Decreto-Lei n.º 248/86, de 25 de Agosto de 1986

Decreto-Lei n.º 248/86 de 25 de Agosto 1. Através do presente diploma cria-se e regulamenta-se um instituto até agora desconhecido entre nós: o estabelecimento mercantil individual de responsabilidadelimitada.

Como é geralmente sabido, vem sendo defendida há várias décadas por importante sector da doutrina a limitação da responsabilidade do comerciante em nome individual pelas dívidas contraídas na exploração da sua empresa.

Contra essa solução tem sido, porém, invocados vários argumentos. Assim, observa-se que a concessão desse favor colocaria terceiros (credores comerciais e particulares do comerciante) sob a ameaça de graves prejuízos.

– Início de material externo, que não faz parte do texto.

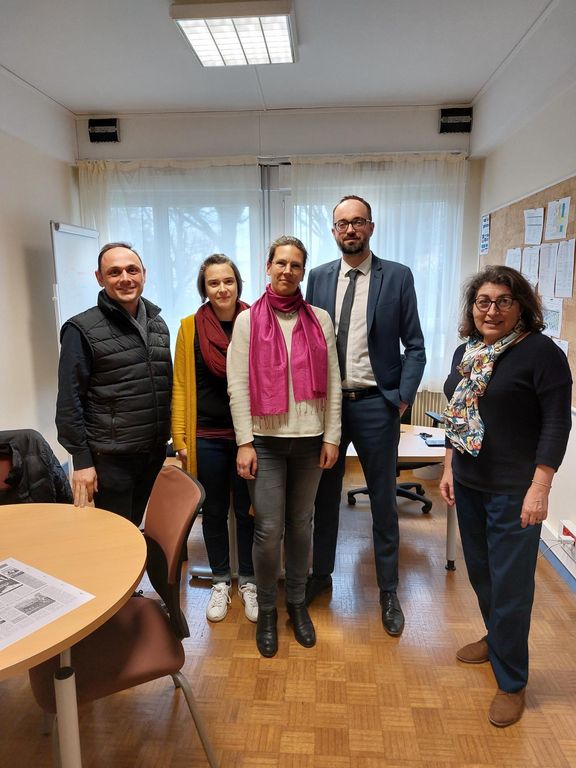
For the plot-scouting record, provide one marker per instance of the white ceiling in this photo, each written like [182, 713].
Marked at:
[128, 56]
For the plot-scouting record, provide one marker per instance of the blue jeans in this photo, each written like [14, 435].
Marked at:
[373, 426]
[283, 498]
[216, 460]
[501, 559]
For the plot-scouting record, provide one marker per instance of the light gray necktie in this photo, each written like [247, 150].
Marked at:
[344, 322]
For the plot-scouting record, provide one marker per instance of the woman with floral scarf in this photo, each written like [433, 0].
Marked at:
[507, 426]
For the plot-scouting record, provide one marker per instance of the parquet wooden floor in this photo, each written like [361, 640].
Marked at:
[359, 699]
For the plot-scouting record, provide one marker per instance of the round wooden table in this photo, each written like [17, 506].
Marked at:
[92, 549]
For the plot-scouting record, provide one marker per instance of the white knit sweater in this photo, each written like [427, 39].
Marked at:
[303, 419]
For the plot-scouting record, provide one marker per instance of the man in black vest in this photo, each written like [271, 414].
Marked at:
[114, 389]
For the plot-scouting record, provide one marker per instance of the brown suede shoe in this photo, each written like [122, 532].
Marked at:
[473, 653]
[506, 708]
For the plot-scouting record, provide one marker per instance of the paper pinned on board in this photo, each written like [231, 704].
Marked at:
[557, 219]
[533, 226]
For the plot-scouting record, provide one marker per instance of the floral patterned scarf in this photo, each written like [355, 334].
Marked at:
[464, 426]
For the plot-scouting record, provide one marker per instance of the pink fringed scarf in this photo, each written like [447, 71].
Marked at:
[268, 374]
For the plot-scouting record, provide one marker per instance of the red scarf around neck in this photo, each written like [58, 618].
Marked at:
[212, 338]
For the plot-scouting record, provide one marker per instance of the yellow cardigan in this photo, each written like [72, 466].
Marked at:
[184, 415]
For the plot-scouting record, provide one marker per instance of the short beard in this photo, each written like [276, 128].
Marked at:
[356, 246]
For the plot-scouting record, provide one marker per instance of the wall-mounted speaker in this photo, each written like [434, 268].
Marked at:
[103, 129]
[456, 120]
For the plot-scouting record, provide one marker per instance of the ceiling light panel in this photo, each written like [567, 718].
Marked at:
[237, 40]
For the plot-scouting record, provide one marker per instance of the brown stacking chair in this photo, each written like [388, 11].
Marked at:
[143, 640]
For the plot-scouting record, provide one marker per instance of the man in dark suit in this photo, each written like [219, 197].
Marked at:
[373, 305]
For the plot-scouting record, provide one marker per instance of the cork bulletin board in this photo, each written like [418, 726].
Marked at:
[507, 231]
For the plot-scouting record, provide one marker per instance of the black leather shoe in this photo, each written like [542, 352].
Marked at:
[392, 616]
[316, 585]
[302, 624]
[267, 632]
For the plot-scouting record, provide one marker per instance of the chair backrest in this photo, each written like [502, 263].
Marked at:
[174, 503]
[5, 467]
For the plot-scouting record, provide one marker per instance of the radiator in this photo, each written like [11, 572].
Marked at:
[427, 401]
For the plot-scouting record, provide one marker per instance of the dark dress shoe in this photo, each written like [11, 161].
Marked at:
[392, 616]
[302, 624]
[316, 585]
[267, 632]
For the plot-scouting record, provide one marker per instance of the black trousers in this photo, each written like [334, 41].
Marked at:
[125, 481]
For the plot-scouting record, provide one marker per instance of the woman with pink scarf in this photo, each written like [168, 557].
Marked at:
[284, 387]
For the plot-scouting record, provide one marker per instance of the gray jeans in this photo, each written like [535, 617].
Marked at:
[283, 496]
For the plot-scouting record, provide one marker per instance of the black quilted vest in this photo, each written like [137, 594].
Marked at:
[127, 408]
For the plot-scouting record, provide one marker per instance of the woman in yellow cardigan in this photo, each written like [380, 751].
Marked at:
[203, 434]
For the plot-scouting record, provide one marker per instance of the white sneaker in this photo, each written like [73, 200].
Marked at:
[247, 594]
[217, 607]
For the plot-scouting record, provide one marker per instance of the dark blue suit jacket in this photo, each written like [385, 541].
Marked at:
[392, 316]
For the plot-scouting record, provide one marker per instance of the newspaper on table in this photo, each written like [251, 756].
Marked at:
[30, 599]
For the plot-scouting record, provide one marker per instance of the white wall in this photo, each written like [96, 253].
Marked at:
[563, 501]
[34, 188]
[273, 134]
[540, 154]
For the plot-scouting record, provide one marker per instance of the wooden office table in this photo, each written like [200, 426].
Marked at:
[413, 449]
[89, 548]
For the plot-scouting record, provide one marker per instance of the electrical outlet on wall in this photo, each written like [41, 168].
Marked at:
[567, 537]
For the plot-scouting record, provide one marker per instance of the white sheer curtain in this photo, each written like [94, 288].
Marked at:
[417, 206]
[175, 213]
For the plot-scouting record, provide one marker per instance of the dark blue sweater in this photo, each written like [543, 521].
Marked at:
[526, 415]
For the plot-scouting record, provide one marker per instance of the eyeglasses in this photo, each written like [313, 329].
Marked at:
[503, 303]
[293, 266]
[343, 224]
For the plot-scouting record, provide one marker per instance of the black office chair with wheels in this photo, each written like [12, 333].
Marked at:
[414, 491]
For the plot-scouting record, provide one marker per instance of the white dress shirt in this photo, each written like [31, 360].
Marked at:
[358, 369]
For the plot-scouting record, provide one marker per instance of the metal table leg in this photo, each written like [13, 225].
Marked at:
[67, 713]
[450, 537]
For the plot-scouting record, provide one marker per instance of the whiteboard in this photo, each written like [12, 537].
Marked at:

Aduz-se depois que a responsabilidade ilimitada patrimonial do comerciante é o factor que melhor o pode ajudar a obter o crédito de que necessita.

Pondera-se ainda ser justo que quem detém o domínio efectivo de uma empresa responda com todo o seu património pelas dívidas contraídas na respectivaexploração.

Tais argumentos não parecem decisivos. Quanto ao primeiro, a réplica surge de imediato: tudo vai do regime a que se submeta o novo instituto. Não constitui, na verdade, dificuldade insuperável incluir nele normas adequadas a assegurar a terceiros uma tutela eficaz. E esta é justamente uma das linhas dominantes e uma das ideias-força do presente diploma.

Relativamente aos outros dois argumentos, ambos são contraditados pela larga difusão que encontrou o tipo das sociedades de responsabilidade limitada (entre nós chamadas sociedades por quotas), criado pelo legislador alemão em fins do século passado como resposta a necessidades sentidas na prática. Ora, em numerosíssimos casos, os poderes de gerência na sociedade por quotas competem a todos os sócios, o que prova, como se escreveu recentemente, que a limitação da responsabilidade de quem tem nas mãos as alavancas do comando da empresa não prejudica, afinal, o recurso ao crédito, não entorpece, pois, o comércio.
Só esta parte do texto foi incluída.